Jews In the Victorian Novel

 

            Novels of the Victorian period, and the social structures surrounding it, are well known for their less than sympathetic treatment of Jews. These “novelistic traditions” create the “paradigms that nurture racial hatred” and perpetuate these stereotypes. This literary anti-Semitism finds its roots well before the Victorian era and leaves a legacy that lasts long into the future. In this way “anti-Semitism is seen as a disease passed down from generation to generation through the medium of the printed word” (Ragussis, 115). These novels are typically narrated by a “reasonably reliable nineteenth-century man of letters” who is able to convince his audience that “Jews really do deserve their fate” as villains and the repercussions their actions bring (Berman, 60). Jews become comedic or villainous depending upon the author’s prerogative and are rarely afforded the depth that would allow them to be appear as fully developed human beings.
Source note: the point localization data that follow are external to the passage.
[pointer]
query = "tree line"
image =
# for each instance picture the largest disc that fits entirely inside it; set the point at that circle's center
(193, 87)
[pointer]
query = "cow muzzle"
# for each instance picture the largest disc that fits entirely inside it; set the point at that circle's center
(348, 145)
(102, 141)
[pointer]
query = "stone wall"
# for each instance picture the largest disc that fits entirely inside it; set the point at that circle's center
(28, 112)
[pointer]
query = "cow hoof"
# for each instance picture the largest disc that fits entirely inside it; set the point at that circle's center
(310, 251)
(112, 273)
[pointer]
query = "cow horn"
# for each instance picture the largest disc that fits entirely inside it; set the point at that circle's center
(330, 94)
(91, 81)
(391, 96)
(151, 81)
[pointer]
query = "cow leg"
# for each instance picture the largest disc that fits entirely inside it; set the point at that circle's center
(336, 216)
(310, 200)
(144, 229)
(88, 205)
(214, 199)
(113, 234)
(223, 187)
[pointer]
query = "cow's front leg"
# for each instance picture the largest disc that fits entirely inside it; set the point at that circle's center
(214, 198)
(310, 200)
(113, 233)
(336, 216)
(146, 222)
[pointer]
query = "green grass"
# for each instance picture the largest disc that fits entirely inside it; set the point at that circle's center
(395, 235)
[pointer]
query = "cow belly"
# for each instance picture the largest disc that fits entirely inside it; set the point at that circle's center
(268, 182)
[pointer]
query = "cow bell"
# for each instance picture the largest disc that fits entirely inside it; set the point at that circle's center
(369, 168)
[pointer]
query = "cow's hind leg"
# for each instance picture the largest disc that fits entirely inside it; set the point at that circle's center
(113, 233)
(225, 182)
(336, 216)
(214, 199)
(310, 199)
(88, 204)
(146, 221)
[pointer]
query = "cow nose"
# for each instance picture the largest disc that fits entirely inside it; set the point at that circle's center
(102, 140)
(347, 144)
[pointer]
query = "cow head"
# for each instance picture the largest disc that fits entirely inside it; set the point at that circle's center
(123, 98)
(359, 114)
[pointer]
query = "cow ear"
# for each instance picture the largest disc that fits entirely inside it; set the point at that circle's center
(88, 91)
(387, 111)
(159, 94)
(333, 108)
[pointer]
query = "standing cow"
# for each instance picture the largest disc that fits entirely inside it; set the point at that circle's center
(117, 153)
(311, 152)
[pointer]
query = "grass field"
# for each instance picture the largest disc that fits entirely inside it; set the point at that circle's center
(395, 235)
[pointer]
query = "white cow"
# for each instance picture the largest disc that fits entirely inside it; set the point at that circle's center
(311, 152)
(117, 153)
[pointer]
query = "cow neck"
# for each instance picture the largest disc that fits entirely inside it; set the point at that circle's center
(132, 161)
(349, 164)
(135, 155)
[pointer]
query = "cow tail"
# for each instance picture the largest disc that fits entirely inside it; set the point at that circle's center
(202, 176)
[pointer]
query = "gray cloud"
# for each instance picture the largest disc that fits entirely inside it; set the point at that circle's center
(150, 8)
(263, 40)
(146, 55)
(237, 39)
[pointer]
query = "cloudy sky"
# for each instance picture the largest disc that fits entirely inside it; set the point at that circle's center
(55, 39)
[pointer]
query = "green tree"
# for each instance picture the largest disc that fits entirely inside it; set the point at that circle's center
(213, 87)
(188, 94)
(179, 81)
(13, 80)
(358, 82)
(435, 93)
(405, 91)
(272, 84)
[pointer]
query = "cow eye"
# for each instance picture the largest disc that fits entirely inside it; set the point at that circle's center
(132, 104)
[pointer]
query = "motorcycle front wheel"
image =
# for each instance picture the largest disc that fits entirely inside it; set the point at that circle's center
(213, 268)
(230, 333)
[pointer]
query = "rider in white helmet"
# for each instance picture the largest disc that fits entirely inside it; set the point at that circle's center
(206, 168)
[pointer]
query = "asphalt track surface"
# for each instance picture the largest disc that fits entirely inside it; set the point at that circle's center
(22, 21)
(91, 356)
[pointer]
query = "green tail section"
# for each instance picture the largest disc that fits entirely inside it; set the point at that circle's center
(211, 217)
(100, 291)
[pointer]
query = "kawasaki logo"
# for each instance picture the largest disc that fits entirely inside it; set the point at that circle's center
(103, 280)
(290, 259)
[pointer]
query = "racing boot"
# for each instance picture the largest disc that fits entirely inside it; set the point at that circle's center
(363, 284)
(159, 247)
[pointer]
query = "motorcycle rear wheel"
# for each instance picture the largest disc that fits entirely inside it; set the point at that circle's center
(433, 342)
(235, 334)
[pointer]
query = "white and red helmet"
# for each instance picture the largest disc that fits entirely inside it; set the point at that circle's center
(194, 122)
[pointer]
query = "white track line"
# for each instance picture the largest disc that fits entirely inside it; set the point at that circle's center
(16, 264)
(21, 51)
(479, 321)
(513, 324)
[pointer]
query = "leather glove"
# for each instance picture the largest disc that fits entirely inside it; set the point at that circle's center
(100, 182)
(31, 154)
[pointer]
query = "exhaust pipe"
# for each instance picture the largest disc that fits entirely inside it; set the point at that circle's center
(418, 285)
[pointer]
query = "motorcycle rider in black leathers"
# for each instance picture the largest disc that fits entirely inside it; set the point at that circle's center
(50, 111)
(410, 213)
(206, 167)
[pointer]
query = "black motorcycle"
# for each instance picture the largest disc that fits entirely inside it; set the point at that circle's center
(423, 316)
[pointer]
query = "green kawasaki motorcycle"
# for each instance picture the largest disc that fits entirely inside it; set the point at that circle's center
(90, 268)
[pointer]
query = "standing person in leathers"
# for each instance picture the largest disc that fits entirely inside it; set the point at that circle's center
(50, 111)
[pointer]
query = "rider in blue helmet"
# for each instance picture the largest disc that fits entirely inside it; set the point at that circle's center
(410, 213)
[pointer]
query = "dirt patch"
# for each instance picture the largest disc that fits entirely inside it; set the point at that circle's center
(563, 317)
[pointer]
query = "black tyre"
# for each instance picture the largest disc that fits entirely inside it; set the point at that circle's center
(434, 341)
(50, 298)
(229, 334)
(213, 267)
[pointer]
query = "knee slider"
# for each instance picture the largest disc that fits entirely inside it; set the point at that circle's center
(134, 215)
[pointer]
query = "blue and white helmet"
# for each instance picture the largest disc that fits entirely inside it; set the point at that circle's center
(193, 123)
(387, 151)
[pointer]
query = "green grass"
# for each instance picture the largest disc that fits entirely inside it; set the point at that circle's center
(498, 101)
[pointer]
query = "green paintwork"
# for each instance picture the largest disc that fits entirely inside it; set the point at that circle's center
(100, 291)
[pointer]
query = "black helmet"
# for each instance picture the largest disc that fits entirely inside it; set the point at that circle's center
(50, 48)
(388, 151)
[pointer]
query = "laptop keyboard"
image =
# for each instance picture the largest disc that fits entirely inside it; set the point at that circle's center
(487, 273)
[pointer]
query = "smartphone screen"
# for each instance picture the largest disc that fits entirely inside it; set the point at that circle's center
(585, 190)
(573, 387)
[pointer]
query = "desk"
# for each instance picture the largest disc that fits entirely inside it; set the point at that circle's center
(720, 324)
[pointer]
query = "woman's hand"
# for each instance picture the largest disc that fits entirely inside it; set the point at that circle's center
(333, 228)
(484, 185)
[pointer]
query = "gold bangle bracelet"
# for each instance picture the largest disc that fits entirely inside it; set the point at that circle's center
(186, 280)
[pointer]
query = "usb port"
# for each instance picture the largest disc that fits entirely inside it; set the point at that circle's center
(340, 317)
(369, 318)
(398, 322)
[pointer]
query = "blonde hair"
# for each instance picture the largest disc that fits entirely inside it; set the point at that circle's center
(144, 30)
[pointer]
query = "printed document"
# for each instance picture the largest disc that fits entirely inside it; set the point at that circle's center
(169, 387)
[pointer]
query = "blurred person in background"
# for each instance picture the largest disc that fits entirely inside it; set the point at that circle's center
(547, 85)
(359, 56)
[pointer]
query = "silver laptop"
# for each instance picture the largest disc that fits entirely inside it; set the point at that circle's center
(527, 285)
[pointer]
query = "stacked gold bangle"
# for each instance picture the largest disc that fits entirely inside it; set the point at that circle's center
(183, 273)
Despite the ejection of the Jews from England in 1290 and the miniscule subsequent population, Shakespeare’s Shylock from The Merchant of Venice becomes the “paradigm by which we [readers] understand and measure all other Jews” (Ragussis, 117). Until fairly recently Shylock has typically been played “by a comedian as a repulsive clown or, alternatively, as a monster of unrelieved evil” (Adler, 341). This dichotomy allows for two characterizations of Jews; this, when paired with the stereotype of the “greedy Jew,” forces a situation where the character is in “conflict between love and money” making a truly romantic storyline farcical or devious (Ragussis, 118).